Diligence on the ownership: Unraveling the corporate web
Shipping companies commonly place individual vessels within single purpose entities (such as a Marshall Islands-flagged vessel being owned by a Marshall Islands corporation); these are typically layered beneath intermediate holding companies and finally at the top of the hierarchy sits ultimate ownership in another jurisdiction that is geographically removed from where the vessels operate. This corporate structure makes sense from a commercial perspective: It segregates liability for each vessel, facilitates compliance with flag-state requirements, and streamlines financing for each vessel individually. However, this structure complicates the process of identifying all owners/entities that possess some degree of control or obligation related to the vessel.
Additionally, buyers must carefully review any agreements entered into by ship managers (third-party technical/commercial operators) who contractually have rights to terminate their agreements with respect to each vessel and potentially undermine future returns with pre-baked management fee variations, which are non-renegotiable at closing. Such fee variations may chronically erode the net cashflow returns that underpin the valuation rationale for most shipping M&A transactions. Furthermore, buyers should also closely examine intercompany charter agreements executed between affiliated entities at below market rates to accurately assess each fleet’s true earnings profile.
Finally, buyers must also investigate the maritime lien rights associated with each vessel being acquired. Maritime liens arise in connection with various types of obligations, such as unpaid wages owed to seafarers, salvage awards, and tort claims filed against the vessel, and attach directly to the vessel itself rather than to the corporate owner of the vessel. Therefore, even though a buyer may be able to obtain an acquisition agreement free of any liens or other corporate encumbrances, buyers may still find themselves owning a vessel with maritime liens attached to it because of prior claims. Thus, lien searches and reviews of pending Admiralty Court proceedings are non-discretionary.
Creating a transaction plan tailored for the specifics of shipping assets
The opportunity set in shipping is real and growing. Sponsors who get due diligence right will close with greater confidence, price risk more accurately, and build platforms positioned to perform in a market where the difference between a well-diligenced acquisition and a poorly diligenced one can be measured not just in returns, but in regulatory exposure and reputational consequences.

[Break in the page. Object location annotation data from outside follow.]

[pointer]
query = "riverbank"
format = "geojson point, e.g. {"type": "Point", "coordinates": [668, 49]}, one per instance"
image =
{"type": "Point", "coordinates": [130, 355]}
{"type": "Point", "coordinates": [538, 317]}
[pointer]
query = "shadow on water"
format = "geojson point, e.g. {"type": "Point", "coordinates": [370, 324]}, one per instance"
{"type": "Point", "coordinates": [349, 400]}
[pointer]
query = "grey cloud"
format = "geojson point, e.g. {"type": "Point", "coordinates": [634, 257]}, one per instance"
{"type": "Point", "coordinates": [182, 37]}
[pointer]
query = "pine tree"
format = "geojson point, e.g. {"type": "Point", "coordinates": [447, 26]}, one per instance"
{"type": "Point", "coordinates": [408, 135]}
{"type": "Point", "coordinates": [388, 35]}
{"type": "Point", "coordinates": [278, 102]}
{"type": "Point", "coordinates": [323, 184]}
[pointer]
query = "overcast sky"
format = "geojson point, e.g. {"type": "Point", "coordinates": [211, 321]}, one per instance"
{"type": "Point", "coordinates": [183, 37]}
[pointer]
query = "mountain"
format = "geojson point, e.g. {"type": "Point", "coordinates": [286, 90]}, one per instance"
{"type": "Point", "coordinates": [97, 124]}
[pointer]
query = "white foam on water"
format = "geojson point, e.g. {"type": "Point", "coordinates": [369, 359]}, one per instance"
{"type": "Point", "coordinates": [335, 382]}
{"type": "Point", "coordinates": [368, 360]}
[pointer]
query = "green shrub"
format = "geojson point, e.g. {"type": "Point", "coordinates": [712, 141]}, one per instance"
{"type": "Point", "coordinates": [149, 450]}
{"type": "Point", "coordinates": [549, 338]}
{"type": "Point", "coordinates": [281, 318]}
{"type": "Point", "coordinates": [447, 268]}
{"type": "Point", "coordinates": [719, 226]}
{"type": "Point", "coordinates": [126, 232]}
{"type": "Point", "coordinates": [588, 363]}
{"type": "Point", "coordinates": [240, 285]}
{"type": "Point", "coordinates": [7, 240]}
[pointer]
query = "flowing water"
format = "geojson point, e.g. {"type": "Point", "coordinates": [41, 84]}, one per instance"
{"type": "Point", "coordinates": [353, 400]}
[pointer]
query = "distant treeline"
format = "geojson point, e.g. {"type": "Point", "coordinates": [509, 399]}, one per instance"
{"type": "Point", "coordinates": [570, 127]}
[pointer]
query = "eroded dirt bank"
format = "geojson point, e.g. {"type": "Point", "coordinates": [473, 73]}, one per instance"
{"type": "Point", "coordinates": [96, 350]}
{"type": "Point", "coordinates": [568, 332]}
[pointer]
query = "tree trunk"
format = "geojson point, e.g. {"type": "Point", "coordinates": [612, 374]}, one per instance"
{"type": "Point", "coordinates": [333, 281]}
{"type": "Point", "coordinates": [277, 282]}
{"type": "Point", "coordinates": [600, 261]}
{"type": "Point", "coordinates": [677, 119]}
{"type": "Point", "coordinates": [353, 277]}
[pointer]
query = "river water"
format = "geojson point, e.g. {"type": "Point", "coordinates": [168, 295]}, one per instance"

The use of warranty and indemnity insurance for shipping M&A transactions is well established and further drives the upside of undertaking a tailored due diligence process. Given the diversification of investors within the sector in recent years, W&I insurance is widely used to provide coverage for the warranties and tax covenant contained in the purchase agreement. Insurers provide tailored policy coverage on shipping-specific diligence items, often extending to known risk insurance for an additional premium. It is important to approach diligence with W&I insurance in mind (where contemplated) to avoid having to address material coverage gaps at the back end of negotiations.
Co-ownership and joint ventures are regularly deployed within the shipping M&A market. Any co-investment will also require tailored drafting of joint venture terms rather than using a typical joint venture structure for a standard operational business or other special purpose vehicle ownership structure. Industry-specific matters – interplay with management agreements, existing charter agreements, reserved matters, deadlock resolution concerning vessel-specific items, and how to sell and/or otherwise split a pool of vessels in the event of a forced exit – are critical, together with interplay with any relevant asset financing arrangements and the outputs of the shipping-focused due diligence process.